List<List<Integer>> results = new ArrayList<>();

void backtrack(List<Integer> path, /* problem state */ int start) {
    if (isComplete(path)) {                 // 1. base / goal test
        results.add(new ArrayList<>(path)); //    snapshot — copy, don't alias!
        return;
    }
    for (int choice = start; choice < options; choice++) {
        if (!isValid(choice, path)) continue; // 4. pruning
        path.add(choice);                      // 2a. choose
        backtrack(path, choice + 1);           // 2b. explore
        path.remove(path.size() - 1);          // 3. unchoose (undo)
    }
}

The four building blocks

  1. Goal / base case — when is a partial solution complete? Record it (always a copynew ArrayList<>(path) — because path keeps mutating after you return).
  2. Choices — the loop over options at this node. A start index avoids reusing earlier elements (combinations/subsets); iterating all elements with a used[] flag allows reordering (permutations).
  3. Choose / unchoose — mutate the shared path going down, undo it coming back up.
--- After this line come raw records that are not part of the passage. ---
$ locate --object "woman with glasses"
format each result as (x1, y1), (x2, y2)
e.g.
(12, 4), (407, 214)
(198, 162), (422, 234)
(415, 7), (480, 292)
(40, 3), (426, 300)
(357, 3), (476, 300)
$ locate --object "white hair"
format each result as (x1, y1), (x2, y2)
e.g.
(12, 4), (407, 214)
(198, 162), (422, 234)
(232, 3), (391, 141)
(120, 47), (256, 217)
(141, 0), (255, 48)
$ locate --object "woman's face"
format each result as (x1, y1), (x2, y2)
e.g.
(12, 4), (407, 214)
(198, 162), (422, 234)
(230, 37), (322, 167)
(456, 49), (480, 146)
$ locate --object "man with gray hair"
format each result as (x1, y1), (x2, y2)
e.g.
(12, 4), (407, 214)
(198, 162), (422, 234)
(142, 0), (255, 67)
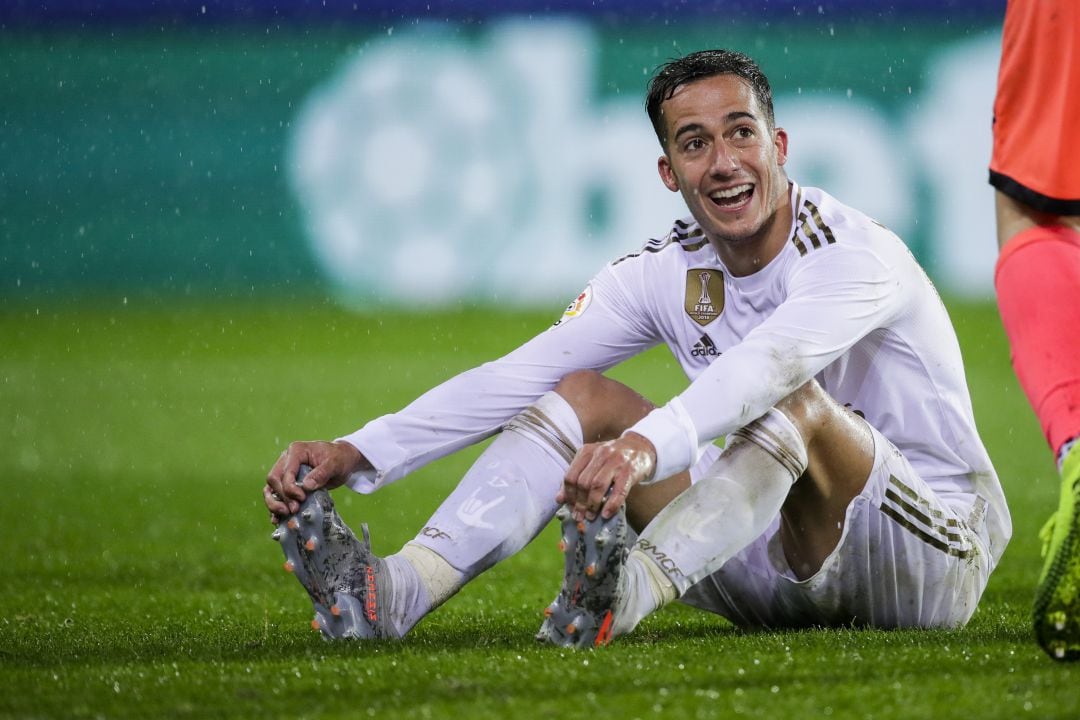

One buffer serves the entire tree.
  4. Pruning — skip choices that violate a constraint or cannot beat the best answer. This is where the asymptotics actually live.

Why one shared buffer

Allocating a fresh list per node would be O(n) per call and bury you in garbage. The choose/unchoose pair keeps a single path that is the current root-to-node walk; the undo restores invariant state for the sibling branches.